Mo Helmi, the landscape artist behind Tricoastal Scapes, builds those decisions into branded environments, treating each commission as an opportunity to turn values into air, shade, and movement. His work asks brands to back up their language with spaces that behave accordingly, from hotel courtyards to private estates.

From Catwalk Stories to Garden Narratives

Helmi’s first career revolved around fashion shows, editorials, and collections that had to tell a story in a single glance. Over fifteen years, he moved through roles at major houses and magazines before deciding to return to education and retrain in garden and environmental design.

That change expanded Helmi’s canvas. Now, the mood boards that once held fabrics and silhouettes feature plant palettes, textures, and seasonal shifts, backed by research on biodiversity, microclimates, and human well-being.

Turning Brand Purpose Into Place

Clients often bring ESG language, cultural references, and heritage stories that feel abstract until they meet a real site with weather, slopes, and neighbors. Helmi’s work focuses on turning that material into form.

Native and climate-aware planting palettes express commitments to ecology. Paths, sightlines, and seating patterns reflect themes of transparency, community, or retreat. Helmi describes his projects as living art because they mature, adapt, and continue to earn their meaning over time.

Design That Has to Do Real Work

Helmi hears the same concern from global clients: no one wants a garden accused of greenwashing. His answer is to design spaces that do measurable work, and then let those results speak for themselves.

One of his specialties is designing tree canopies to cool hard surfaces.

Helmi also pays special attention to mixes that support pollinators and selects soil systems that retain more water and carbon than those managed previously. Beauty acts as a delivery system for function. Helmi thinks past aesthetics inform maintenance logic, long-term resilience, and honest conversations about what the site can realistically carry.

Projects That Behave Like Case Studies

Some of Helmi’s most telling commissions began as leftover land. One project transformed a former construction yard into a dense native forest with a central wellness clearing, using tightly packed layers of trees, shrubs, and groundcovers to accelerate ecological maturity.

Another reimagined a private park in central France around native butterflies and, in turn, influenced how nearby towns planted their own public spaces. Helmi has even designed plant combinations that can coexist with a small herd of zebras: an experiment in balancing resilience with the constant temptation of grazing.

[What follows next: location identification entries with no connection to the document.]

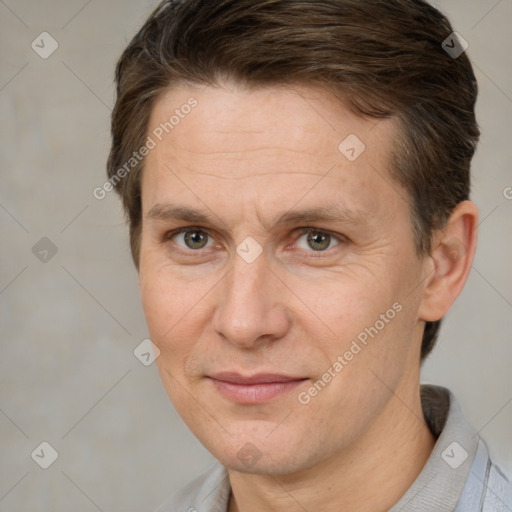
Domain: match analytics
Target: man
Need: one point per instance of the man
(296, 180)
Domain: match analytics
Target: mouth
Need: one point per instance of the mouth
(255, 389)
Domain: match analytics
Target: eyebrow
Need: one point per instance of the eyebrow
(167, 212)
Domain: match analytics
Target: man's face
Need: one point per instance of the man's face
(252, 287)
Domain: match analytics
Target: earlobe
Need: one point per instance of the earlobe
(451, 258)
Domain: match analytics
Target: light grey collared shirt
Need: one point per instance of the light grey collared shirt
(458, 476)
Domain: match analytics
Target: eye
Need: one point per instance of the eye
(191, 239)
(315, 239)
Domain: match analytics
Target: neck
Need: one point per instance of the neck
(370, 475)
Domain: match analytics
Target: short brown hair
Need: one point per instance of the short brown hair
(383, 57)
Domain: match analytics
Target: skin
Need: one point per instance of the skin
(245, 157)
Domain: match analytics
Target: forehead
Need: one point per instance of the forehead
(274, 146)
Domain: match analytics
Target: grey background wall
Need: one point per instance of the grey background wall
(69, 321)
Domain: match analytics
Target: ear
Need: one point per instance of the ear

Designing for Fire, Cities, and the Next Decade

Relocating from London to Los Angeles brought new pressures into focus. Helmi now spends more time considering fire-aware planting, wind, and fuel loads, especially as he experiments with concepts such as the Japanese idea of MA, which explores the power of interval and space. Helmi’s long-term ambition extends beyond a single site. That vision includes fire-aware planting for hillsides, courtyards, and streets that have already been exposed to excessive smoke.

From Soho forests to zebra-friendly estates, Helmi treats every commission as another test of how far a piece of land can carry story and responsibility at once. He pays attention to who lingers, what returns each season, and which spaces continue to earn their place long after the ribbon-cutting. If guests remember how they felt before they remember the planting list, the design has done its job.